Seems like you're agreeing with me, unless I misunderstood you.

> The "current state of the tools" sounds like "your tools are in a bad
> state, how we can adopt it!?".  

That is exactly what I'm saying.
To be more specific (and hopefully constructive):

1. The distribution situation (of so many travels of different version)
is bad - should be consolidated and simplified.

2. The *public* test suite is severely lacking (as is the code coverage).
For a project whose claim-to-fame is robustness and reliability - this is a red 
flag.
If you have private test suites - make them public, automated,
and integral part of your distribution.

3. The closed development model is another red flag.
This is so easily fixed (and not even the first time it's mentioned)
- the insistence on not working publicly on the code is another red flag.


I'll try to say it in a different way:
The lzip author wants people to switch to his program (or use it in addition to 
others).
It is *his* burden to convince those people.
How do you convince people about technical matters?
IMHO, by publishing good code and not by writing emails or web pages.
And if there is good code that people find useful,
then the natural progression is for some community to form.
And an active community of means that there's actively on mailing lists
(or the likes of stack overflow), and some existing peripheral projects
(for example, binding in programming languages).
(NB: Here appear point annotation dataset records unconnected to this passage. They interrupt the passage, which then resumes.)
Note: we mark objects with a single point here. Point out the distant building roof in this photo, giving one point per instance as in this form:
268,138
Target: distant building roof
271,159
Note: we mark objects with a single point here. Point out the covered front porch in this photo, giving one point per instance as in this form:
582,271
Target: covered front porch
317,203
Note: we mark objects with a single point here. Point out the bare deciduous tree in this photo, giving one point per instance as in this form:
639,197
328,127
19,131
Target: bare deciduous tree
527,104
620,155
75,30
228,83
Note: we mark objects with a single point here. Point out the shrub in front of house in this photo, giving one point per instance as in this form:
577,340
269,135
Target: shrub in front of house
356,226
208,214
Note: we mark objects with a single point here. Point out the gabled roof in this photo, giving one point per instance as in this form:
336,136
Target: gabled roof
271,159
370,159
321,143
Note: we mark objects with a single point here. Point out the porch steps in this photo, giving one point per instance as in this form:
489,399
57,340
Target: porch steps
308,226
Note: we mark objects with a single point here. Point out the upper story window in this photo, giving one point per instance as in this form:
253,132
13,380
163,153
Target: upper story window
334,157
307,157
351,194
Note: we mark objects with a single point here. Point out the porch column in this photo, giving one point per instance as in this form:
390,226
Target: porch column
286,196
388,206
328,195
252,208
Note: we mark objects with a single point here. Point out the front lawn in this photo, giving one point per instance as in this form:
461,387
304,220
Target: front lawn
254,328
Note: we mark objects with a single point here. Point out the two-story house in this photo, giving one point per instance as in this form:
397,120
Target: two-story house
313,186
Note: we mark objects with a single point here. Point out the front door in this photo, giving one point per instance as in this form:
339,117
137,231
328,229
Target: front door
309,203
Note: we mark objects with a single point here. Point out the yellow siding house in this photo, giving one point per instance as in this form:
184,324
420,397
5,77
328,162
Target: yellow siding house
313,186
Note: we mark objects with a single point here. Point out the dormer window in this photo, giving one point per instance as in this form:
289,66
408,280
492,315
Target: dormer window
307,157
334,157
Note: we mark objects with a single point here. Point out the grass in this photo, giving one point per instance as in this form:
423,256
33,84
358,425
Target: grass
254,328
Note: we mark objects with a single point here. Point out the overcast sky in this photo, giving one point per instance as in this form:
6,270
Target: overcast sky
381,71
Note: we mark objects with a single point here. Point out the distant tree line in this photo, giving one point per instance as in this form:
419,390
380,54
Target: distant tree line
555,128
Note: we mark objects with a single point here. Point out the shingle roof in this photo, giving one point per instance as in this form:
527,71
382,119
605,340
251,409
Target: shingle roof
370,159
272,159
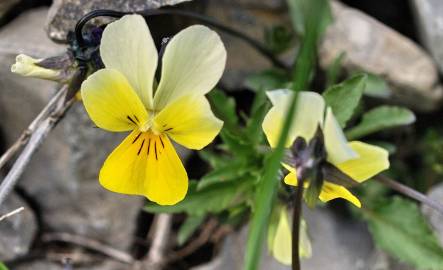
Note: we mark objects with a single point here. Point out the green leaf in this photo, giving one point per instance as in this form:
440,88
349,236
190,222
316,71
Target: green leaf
278,38
188,228
399,228
224,108
268,80
214,159
213,199
381,118
254,124
377,87
230,171
333,70
345,97
267,187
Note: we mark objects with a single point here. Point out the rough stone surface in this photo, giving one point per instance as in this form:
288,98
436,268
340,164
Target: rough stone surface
373,47
336,245
251,17
429,17
6,5
64,14
45,265
62,176
434,217
16,232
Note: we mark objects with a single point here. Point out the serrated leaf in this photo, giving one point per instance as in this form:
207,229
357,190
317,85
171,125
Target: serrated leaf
345,97
381,118
268,80
399,228
213,199
188,228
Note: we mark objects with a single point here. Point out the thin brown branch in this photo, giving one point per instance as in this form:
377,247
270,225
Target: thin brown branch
26,134
202,239
10,214
91,244
41,131
409,192
161,235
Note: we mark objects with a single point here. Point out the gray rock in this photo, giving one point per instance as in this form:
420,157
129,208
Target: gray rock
336,245
62,176
48,265
251,17
18,231
435,218
64,14
429,17
373,47
6,5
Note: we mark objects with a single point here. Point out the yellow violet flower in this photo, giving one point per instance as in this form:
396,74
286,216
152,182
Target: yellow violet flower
358,160
122,97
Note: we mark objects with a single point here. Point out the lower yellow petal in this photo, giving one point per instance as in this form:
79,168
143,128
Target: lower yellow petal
371,161
189,121
111,102
332,191
146,164
168,180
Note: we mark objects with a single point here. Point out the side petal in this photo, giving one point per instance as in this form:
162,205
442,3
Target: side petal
111,103
146,164
193,63
308,115
189,121
291,177
167,180
332,191
127,46
371,161
335,141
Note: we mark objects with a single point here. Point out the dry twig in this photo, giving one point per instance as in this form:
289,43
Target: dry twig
90,244
10,214
39,130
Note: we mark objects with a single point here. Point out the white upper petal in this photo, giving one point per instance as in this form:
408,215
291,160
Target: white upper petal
127,46
335,141
193,63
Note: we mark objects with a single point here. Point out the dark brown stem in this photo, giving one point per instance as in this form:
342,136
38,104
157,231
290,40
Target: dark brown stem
411,193
296,218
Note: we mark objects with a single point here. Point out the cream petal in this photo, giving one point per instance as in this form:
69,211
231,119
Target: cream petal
335,141
192,64
127,46
111,103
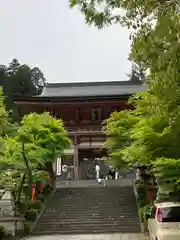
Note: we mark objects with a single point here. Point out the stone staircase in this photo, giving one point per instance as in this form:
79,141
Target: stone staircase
83,210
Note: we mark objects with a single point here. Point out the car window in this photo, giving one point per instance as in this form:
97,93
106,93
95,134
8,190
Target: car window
171,214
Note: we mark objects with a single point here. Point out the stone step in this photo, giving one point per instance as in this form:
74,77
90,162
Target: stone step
90,210
80,231
89,213
91,222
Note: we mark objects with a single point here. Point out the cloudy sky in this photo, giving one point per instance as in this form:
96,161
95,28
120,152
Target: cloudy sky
47,34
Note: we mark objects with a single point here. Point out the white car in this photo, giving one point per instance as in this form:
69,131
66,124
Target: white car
165,224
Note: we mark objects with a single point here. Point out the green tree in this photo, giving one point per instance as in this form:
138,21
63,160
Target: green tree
20,80
30,154
47,134
137,74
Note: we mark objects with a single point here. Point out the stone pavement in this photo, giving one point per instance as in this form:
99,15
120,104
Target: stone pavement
93,237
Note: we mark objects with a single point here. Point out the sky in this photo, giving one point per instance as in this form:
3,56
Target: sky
49,35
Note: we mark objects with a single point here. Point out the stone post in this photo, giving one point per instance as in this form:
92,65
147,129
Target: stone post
76,160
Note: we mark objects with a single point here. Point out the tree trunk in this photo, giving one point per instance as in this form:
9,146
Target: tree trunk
28,168
20,189
50,170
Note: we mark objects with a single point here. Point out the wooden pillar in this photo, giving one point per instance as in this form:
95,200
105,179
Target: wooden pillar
76,159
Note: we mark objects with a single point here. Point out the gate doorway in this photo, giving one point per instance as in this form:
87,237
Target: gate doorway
88,158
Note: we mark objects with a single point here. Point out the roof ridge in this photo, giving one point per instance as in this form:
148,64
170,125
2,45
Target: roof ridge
100,83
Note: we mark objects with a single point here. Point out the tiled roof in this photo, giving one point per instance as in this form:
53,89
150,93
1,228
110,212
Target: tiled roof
91,89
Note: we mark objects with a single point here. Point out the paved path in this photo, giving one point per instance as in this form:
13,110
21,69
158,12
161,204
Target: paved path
93,237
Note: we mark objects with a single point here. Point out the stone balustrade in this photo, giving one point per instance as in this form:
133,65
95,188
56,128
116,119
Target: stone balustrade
8,220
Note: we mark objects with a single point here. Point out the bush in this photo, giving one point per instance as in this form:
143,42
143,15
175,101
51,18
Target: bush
27,227
31,215
23,207
2,232
41,197
47,190
37,204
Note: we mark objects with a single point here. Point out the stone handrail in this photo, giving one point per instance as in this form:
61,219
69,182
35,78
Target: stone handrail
86,129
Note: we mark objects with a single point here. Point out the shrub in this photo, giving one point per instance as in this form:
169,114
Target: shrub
41,197
37,204
31,215
47,189
2,232
27,227
141,214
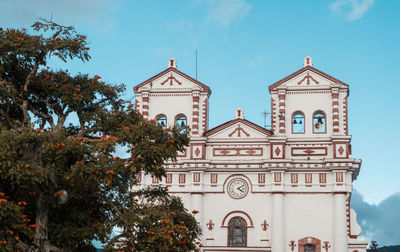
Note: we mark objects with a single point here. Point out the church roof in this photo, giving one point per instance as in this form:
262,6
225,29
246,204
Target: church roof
172,68
302,70
221,127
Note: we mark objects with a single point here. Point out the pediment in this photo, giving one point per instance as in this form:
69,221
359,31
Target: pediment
238,129
171,79
308,78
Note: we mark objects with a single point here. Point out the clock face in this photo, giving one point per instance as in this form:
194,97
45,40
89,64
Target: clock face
238,188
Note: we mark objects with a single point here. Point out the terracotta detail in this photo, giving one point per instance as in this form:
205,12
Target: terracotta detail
210,225
309,240
308,77
264,225
292,245
238,130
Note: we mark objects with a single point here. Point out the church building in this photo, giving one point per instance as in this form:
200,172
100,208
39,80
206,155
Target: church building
282,190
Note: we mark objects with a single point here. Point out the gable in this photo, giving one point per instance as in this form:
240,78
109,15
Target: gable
308,77
238,129
171,79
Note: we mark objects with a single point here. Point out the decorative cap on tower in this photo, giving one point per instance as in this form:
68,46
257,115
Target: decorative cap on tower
307,61
172,63
239,114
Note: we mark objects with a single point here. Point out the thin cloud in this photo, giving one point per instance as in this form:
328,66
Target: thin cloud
224,12
68,12
378,222
351,9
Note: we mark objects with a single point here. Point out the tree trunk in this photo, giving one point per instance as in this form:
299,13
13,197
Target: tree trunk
41,240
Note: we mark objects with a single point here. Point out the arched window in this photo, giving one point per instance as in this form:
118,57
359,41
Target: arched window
319,122
181,122
309,248
237,233
162,121
298,123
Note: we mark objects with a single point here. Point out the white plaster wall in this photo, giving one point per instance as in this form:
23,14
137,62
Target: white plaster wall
308,104
171,106
308,215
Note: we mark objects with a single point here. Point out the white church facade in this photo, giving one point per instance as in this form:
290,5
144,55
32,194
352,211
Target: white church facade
281,190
I'm sorry but I don't see a lot of that, and that's another red flag for me 
(considering that the project existed for at least 6 years).
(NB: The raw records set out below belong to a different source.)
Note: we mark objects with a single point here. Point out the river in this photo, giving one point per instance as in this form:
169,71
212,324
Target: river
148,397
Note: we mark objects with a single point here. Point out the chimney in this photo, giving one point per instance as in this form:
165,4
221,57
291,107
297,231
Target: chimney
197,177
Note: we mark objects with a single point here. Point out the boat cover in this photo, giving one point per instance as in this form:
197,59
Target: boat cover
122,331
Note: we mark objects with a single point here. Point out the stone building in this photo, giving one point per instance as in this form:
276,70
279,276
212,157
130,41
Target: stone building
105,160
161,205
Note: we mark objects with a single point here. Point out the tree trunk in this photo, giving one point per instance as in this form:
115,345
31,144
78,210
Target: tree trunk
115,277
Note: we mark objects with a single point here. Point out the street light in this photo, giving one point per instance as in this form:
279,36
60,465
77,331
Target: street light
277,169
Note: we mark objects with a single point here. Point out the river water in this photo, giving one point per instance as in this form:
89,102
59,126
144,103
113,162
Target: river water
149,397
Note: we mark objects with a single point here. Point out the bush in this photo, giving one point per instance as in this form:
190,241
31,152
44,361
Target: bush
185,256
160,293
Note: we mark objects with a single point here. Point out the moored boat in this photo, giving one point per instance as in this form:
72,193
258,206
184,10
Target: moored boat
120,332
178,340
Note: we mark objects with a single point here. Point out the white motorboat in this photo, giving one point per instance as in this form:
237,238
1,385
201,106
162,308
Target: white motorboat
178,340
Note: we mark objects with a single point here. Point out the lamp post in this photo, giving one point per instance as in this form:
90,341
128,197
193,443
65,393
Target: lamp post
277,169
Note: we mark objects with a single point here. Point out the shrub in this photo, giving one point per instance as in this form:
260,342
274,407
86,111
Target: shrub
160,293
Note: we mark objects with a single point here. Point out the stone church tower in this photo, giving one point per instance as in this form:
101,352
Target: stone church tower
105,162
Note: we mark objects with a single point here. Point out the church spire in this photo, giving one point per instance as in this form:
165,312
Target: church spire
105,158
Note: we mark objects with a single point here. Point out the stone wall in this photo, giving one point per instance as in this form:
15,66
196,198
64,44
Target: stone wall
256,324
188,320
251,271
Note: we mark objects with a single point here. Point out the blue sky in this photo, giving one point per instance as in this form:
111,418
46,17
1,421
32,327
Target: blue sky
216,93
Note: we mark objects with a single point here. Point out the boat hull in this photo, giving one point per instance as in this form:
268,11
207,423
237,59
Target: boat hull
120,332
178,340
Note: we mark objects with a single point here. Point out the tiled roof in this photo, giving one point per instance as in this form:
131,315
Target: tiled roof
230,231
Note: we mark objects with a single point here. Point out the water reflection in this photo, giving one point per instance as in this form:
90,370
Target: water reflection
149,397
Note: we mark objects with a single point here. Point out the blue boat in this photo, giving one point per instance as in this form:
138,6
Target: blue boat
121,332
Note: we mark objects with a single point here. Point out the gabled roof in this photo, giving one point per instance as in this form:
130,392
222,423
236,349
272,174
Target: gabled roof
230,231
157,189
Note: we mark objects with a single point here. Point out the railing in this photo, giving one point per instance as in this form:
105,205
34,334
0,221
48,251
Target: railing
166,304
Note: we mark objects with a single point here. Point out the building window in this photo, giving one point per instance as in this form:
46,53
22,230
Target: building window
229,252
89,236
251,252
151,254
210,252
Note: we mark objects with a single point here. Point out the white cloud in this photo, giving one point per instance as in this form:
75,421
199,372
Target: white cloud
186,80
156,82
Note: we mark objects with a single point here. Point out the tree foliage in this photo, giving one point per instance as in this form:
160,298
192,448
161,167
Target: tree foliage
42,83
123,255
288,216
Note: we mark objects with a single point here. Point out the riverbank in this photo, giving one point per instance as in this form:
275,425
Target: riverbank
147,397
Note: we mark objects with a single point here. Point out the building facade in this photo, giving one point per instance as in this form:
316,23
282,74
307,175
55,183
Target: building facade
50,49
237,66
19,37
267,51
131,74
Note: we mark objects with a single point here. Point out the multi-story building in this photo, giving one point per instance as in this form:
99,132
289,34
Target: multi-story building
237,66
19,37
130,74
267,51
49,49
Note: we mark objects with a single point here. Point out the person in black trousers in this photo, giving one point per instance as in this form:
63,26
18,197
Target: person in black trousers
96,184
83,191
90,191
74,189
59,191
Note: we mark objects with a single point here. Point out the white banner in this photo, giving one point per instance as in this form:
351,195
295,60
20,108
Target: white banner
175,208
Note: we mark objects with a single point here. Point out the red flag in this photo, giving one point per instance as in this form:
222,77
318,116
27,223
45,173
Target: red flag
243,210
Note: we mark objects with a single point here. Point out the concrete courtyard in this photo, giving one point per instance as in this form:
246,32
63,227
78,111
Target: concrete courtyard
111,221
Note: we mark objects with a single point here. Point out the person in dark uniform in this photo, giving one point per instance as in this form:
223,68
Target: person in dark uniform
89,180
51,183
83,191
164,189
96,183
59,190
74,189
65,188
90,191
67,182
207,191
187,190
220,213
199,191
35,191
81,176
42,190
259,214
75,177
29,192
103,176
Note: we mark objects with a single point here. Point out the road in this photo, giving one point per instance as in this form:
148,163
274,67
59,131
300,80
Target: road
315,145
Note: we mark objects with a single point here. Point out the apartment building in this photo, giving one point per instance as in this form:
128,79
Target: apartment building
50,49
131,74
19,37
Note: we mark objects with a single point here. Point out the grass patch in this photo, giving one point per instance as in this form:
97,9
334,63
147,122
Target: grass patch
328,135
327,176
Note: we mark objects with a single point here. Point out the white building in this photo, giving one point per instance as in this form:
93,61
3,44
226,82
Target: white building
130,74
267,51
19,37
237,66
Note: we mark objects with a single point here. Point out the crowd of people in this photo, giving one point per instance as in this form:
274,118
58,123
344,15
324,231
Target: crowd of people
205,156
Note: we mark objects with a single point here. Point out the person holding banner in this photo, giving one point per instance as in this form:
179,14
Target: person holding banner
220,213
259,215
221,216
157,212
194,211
> Back to 2008[1], it is not the coreutils
> project who has been distributing coreutils using the old lzma utils?.
> The old lzma utils was really really bad...
> 
> [1] http://ftp.gnu.org/gnu/coreutils/

And indeed, was quickly abandoned.

So you can surely understand why scrutiny of future programs is a Good Thing.




>>> The goal is to increase the chances of
>>> people being able to access coreutils' source code in 50 years time
>>> by choosing a better format.
>> 
>> I think it's a non-issue in this context.
>> 
>> [...] They will be able to do so even with gzip
>> and xz.
> 
> How?  If xz cannot verify the integrity of .xz files in busybox, check
> http://www.nongnu.org/lzip/lzip_benchmark.html for a use case.

Because checksums (e.g. shaX) and gpg signatures can be used to validate
the files way before the xz/gzip/lzip is even started.

>> meaning: the code is
>> high quality, well tested, well documented, easily installed, and
>> widely available).
> 
> It's not already the case?.  ;-)

No, at least not well tested (in a way that others can easily reproduce the 
testing).
I'm also not thrilled with the coding style,
but that's really a minor personal preference issue.



Look,
I'll repeat my point from my previous email:

I don't think the problem is technical.
I could very well be that lzip is technical superior to all other solutions.

To use an analogy from a different domain:
lzip's problem is marketing and adoption.
lzip is trying to compete in a crowded market,
offering a product that the users perceive as having
only marginal benefits.
Repeating "lzip is the best" without backing it up with actions
will not yield the desired results (IMHO).